Yes, okay, clearly, I’m a little stressed about the holidays since I’m talking smack about people singing Christmas carols (though it’s interesting to note that both Ford and Cash seem kind of unsure if this even is a Christmas carol).
But I think it’s interesting to consider why this song works, when it works, and, like I said, I think it’s because it works as an invocation. You have this loud strong “Chiiiiillld-ren, GOOOOooooo Where I Send THEeeee” and it’s worth noting that one of the reasons this works as a call to action or worship is that we’re so used to the iamb–da dum da dum da dum da dum da dum (Think of “This shit is bananas, B-a-n-a-n-a-s” for a good example of iambic feet) that when we hear trochaic feet, we pay attention. It literally sounds strange.

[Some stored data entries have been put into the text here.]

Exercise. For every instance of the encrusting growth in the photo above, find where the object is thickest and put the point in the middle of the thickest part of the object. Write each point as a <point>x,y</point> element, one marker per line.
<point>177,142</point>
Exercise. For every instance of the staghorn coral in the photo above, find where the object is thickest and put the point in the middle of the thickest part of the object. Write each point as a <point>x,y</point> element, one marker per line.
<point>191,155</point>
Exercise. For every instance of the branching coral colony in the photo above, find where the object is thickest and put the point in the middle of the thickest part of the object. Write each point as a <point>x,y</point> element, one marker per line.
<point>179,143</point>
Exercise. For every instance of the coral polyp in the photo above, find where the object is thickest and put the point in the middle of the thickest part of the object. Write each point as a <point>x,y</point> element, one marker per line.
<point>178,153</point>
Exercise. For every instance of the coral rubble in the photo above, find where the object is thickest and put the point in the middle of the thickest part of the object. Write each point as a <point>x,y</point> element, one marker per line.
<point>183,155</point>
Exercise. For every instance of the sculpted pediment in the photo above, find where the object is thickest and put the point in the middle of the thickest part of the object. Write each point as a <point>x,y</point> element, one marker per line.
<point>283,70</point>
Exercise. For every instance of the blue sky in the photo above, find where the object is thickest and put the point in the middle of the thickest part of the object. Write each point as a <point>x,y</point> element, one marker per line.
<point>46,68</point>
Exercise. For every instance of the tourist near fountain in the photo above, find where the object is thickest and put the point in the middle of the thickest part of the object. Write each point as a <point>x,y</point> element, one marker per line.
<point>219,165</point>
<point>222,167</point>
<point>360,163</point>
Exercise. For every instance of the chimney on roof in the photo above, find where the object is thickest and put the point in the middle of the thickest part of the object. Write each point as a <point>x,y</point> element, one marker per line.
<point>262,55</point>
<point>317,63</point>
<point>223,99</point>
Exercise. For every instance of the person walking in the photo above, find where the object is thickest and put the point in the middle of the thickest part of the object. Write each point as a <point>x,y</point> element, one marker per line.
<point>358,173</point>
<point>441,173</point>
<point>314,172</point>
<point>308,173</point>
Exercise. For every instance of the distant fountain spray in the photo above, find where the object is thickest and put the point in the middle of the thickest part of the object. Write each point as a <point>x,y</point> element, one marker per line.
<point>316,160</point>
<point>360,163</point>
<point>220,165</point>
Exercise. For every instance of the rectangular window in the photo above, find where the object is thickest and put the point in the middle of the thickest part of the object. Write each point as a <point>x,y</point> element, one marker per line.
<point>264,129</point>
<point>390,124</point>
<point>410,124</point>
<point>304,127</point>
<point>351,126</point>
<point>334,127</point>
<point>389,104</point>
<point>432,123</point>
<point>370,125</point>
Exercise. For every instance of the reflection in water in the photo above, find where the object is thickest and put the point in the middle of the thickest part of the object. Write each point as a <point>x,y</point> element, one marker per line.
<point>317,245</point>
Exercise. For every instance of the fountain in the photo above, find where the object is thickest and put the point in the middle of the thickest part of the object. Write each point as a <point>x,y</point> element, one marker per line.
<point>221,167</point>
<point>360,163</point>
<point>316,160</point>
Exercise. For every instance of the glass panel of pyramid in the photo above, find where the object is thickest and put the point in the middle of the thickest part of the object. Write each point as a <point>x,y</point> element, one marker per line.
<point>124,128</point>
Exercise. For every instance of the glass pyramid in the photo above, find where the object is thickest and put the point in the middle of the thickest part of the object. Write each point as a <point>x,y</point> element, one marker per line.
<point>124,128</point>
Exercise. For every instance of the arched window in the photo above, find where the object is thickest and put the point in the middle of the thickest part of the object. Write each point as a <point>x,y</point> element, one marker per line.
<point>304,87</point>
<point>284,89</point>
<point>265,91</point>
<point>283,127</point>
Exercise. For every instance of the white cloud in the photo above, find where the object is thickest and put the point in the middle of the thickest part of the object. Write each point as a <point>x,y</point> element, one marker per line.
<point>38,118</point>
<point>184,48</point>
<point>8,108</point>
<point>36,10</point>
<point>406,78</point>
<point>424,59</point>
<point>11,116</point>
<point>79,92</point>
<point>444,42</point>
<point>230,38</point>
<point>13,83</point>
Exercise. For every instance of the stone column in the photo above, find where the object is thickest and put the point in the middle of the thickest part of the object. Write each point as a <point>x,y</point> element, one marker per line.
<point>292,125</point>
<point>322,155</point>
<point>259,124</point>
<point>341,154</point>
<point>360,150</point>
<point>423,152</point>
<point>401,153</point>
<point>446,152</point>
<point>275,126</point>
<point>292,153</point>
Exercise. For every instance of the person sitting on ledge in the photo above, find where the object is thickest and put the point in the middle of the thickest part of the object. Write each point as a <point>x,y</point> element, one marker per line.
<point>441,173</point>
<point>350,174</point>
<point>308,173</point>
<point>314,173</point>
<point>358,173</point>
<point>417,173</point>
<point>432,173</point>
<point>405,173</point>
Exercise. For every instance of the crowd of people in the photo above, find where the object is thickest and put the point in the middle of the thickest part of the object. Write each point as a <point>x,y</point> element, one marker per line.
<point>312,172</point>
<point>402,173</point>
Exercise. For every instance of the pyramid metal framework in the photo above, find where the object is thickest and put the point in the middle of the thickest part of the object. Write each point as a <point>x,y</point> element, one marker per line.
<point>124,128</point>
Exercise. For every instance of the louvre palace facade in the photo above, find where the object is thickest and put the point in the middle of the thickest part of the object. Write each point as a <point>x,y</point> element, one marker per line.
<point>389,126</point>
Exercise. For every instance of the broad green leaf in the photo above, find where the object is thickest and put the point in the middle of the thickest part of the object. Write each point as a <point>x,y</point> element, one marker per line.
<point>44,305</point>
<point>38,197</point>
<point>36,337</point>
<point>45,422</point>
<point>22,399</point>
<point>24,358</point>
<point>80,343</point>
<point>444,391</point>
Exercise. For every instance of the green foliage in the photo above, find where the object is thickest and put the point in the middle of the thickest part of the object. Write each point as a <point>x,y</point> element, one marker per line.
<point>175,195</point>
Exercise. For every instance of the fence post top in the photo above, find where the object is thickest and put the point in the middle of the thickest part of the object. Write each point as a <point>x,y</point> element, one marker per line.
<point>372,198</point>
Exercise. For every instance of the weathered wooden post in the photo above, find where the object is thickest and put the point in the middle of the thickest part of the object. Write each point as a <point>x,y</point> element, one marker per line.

And when you’re trying to invoke the strange–the sacred–to perform the strange is an incredibly powerful way to shift the energy in a space. Especially when we’re talking song here, not just poetry so that some of the unstressed syllables aren’t just unstressed. They are literally not there. After “thee” there’s no unstressed syllable, for instance. You just wait for the next line to start.
And then, there’s the building repetitiveness of the verses, which is a great way to, again, allow your listener (or singer-along) to shift headspace. It kind of has a chugging monotonous quality that lets you sing along with almost the whole song the first time you hear it.
I don’t know. I thought I had maybe more intelligent things to say about it. These books on Spiritualism and Old-timey Methodism have got me thinking a lot about the role of music in worship and about how these old hymns and spirituals were designed for specific mood-altering work, to help the worshipper get in a mind-altered state.